Menschen mit Behinderungen seien in einer Screening-Situation weiterhin benachteiligt, Constantin Grosch, SPD-Landtagsfraktion Niedersachsen
Tagesthemen 22:15 Uhr, 10.11.2022
Doch dieses Gesetz ändere nichts daran, dass „Menschen mit Behinderungen in einer Screening-Situation strukturell benachteiligt sind“. Das beunruhigt ihn sehr. Sie beziehen sich auf „die aktuelle und kurzfristige Überlebenswahrscheinlichkeit“. Allerdings haben Menschen mit Behinderungen oft Nebenwirkungen, die diese Überlebenschance mindern. Eine „breite gesellschaftliche Debatte“ fehle.
Die Union fordert Regeln für andere Situationen
Politiker verschiedener Parteien äußerten im Bundestag die Hoffnung, dass dieses Gesetz niemals umgesetzt werden dürfe. Die Union monierte, die Verordnung solle nur für Pandemien gelten und nicht für Naturkatastrophen, Krieg oder Terroranschläge.
Die AfD sprach von Eingriffen des Staates.
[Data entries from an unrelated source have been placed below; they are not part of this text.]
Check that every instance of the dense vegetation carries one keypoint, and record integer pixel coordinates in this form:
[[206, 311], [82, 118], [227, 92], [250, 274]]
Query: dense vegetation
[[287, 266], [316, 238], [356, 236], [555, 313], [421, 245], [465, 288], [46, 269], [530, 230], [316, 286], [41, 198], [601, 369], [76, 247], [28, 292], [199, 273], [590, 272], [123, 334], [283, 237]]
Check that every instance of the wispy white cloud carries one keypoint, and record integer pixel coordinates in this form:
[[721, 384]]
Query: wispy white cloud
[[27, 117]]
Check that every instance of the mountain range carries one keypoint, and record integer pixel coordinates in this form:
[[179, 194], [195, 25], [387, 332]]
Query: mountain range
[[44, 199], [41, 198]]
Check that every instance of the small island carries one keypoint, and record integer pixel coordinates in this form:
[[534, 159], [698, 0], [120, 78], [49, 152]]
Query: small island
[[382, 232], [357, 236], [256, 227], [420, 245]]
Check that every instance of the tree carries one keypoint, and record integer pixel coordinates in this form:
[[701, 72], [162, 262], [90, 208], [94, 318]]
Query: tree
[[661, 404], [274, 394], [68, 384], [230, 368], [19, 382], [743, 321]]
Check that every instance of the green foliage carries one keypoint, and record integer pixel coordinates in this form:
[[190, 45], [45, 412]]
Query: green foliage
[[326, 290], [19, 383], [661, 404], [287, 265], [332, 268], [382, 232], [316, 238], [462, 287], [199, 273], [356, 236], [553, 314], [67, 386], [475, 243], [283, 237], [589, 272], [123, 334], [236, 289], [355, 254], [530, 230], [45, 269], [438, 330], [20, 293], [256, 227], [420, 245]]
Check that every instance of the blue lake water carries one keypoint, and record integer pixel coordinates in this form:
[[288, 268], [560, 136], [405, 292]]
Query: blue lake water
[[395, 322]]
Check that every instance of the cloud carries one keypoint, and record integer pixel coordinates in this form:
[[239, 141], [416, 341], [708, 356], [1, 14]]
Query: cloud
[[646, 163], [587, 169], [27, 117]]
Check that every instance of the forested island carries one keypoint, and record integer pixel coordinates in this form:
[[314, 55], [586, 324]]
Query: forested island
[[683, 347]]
Das Gesetz ist Ausdruck eines tiefen Misstrauens gegenüber Ärzten, denen durch bürokratische Regeln die Möglichkeit genommen werden soll, Entscheidungen zum Wohle der Patienten zu treffen.
Das Bundesverfassungsgericht hatte um Klarstellung gebeten
Das Thema Triage war während der Coronavirus-Pandemie aufgrund der vollen Intensivpflege in den Fokus gerückt. Die Verordnung setzt nun eine Entscheidung des Bundesverfassungsgerichts vom Dezember 2021 um. Das Gericht entschied, dass der Staat in der Pflicht steht, Menschen vor Diskriminierung wegen ihrer Behinderung zu schützen.
Der Gesetzgeber wurde angewiesen, entsprechende Regelungen zu treffen. Bisher gibt es keinen gesetzlichen Rahmen, aber wissenschaftlich entwickelte Empfehlungen für Ärzte. Die jetzt beschlossene Novelle des Infektionsschutzgesetzes muss noch vom Bundesrat gebilligt werden. Eine Genehmigung ist jedoch nicht erforderlich.